Jennifer Lawrence had high words of praise for her friend Amy Schumer, and her mettle in facing personal attacks for her activism.
‘Amy’s choice to use her voice to speak for justice puts her under immense fire,’ the Academy Award-winning actress, 33, told Variety as part of a profile on Schumer, 42.
Lawrence continued: ‘I wouldn’t say she navigates it so much as she throws her middle fingers up and walks away from negative comments like a gas station fire in a Michael Bay movie.’
Schumer told Variety about an instance in March in which she was verbally abused, months after stating her support for Israel following Hamas’ October 7 attack on a music festival, triggering the ongoing heightened conflict in the Middle East.
Schumer said she was in Brooklyn near the subway, working on an upcoming film titled Kinda Pregnant, when a passerby yelled at her, ‘F*** you, Amy Schumer! You’re a Zionist! You love genocide!’
The Trainwreck actress, who has past turned off her social media comments amid vitriolic remarks, said that she’s gotten used to it at this point.
‘It didn’t even raise my heart rate,’ Schumer said of the incident on the set. ‘I didn’t cry. Nothing.’
Schumer said that she ‘can’t help’ herself in making remarks that could generate controversy and a backlash against her.
‘A lot of people can help it, but I’ve never been able to,’ she told the outlet. ‘But I also want to be helpful. Do you know what I mean?’
In the chat with Variety, Schumer said she found inconsistencies with the public’s perception of the ongoing conflict in the Middle East.
‘The focus is so razor-sharp on Jewish people but not on Hamas,’ she said. ‘It’s very strange.
‘So I’d recommend people read a book – Israel: A Simple Guide to the Most Misunderstood Country on Earth by Noa Tishby. Or anything – Jewish people wrote everything down.’
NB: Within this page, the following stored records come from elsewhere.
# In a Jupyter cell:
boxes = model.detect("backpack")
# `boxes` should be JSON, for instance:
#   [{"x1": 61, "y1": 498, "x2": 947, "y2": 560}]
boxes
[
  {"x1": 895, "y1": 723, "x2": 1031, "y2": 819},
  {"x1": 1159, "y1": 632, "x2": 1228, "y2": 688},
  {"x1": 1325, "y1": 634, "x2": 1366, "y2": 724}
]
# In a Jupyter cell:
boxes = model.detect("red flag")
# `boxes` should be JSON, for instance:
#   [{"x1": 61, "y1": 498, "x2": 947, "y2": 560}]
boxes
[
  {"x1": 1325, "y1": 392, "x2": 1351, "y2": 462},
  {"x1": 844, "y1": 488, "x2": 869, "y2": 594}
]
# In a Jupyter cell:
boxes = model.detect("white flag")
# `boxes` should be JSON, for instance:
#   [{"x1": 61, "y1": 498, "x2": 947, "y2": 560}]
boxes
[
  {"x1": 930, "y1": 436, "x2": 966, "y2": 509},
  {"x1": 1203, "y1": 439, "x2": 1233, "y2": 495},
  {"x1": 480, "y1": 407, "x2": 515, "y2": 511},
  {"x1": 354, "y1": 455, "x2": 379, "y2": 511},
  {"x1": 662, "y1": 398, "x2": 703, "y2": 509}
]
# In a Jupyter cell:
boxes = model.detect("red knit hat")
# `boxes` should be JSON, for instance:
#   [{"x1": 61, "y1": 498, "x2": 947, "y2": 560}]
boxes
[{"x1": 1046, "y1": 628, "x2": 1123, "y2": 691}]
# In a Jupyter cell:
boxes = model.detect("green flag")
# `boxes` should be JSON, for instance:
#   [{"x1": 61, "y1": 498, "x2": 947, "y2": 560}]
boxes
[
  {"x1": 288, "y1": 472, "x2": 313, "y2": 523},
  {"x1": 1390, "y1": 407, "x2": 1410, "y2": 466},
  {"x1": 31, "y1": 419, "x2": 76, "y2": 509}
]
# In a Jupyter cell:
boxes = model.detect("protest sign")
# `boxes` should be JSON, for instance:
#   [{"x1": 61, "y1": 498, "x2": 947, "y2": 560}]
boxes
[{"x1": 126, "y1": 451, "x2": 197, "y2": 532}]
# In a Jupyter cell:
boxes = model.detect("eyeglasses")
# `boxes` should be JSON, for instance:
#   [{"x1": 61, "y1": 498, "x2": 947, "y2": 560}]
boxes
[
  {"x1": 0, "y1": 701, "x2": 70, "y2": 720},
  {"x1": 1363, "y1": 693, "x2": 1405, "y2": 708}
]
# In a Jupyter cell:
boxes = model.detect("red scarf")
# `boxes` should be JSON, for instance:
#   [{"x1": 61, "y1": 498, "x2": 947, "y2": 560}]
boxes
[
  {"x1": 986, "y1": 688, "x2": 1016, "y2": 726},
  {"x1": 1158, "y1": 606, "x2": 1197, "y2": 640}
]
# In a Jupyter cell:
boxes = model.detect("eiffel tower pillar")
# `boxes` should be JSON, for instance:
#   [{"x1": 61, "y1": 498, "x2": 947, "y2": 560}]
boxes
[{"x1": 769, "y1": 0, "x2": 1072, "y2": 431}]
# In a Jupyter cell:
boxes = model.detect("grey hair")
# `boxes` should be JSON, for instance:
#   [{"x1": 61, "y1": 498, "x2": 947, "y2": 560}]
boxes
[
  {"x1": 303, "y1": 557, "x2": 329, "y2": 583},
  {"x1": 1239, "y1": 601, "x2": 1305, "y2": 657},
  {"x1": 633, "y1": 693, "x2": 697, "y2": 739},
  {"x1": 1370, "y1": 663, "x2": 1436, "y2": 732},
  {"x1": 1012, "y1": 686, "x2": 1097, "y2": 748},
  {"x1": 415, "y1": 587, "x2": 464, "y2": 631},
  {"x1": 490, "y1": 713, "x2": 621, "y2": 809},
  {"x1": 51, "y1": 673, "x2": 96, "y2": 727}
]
Schumer, who appears in the upcoming Jerry Seinfeld-directed Netflix film Unfrosted, spoke about the ongoing social conflict stemming from the Israel-Hamas conflict.
‘It’s gotten to this place, where you can’t speak up for other Jews without people feeling like it’s a slight to the conditions in Gaza,’ Schumer said.
Schumer said her support for Israel was not to be confused with support for their government leaders.
‘I don’t agree with anything that [Israeli Prime Minister Benjamin] Netanyahu is doing, and neither do the Israelis I know,’ Schumer said. ‘Of course what’s going on in Gaza is sickening, horrifying and unthinkable. And, I don’t think it’s OK to hate anyone because they were born Jewish.’
In the interview, Schumer also said that a long-running comedy project she had with Lawrence, in which they would play siblings, was unlikely to come to fruition.
‘I don’t think it will ever happen,’ she said. ‘It was just, like, life kept going. My family was going through a rough time. I don’t want to say any more than that.’
She added, ‘The way we’re hoping our careers go, we might do something with more grit and teeth.’
Lawrence told Variety she felt the moment had passed for the aforementioned project: ‘Now that we’re older, a sister comedy might not resonate as much. But we have every intention of working together.’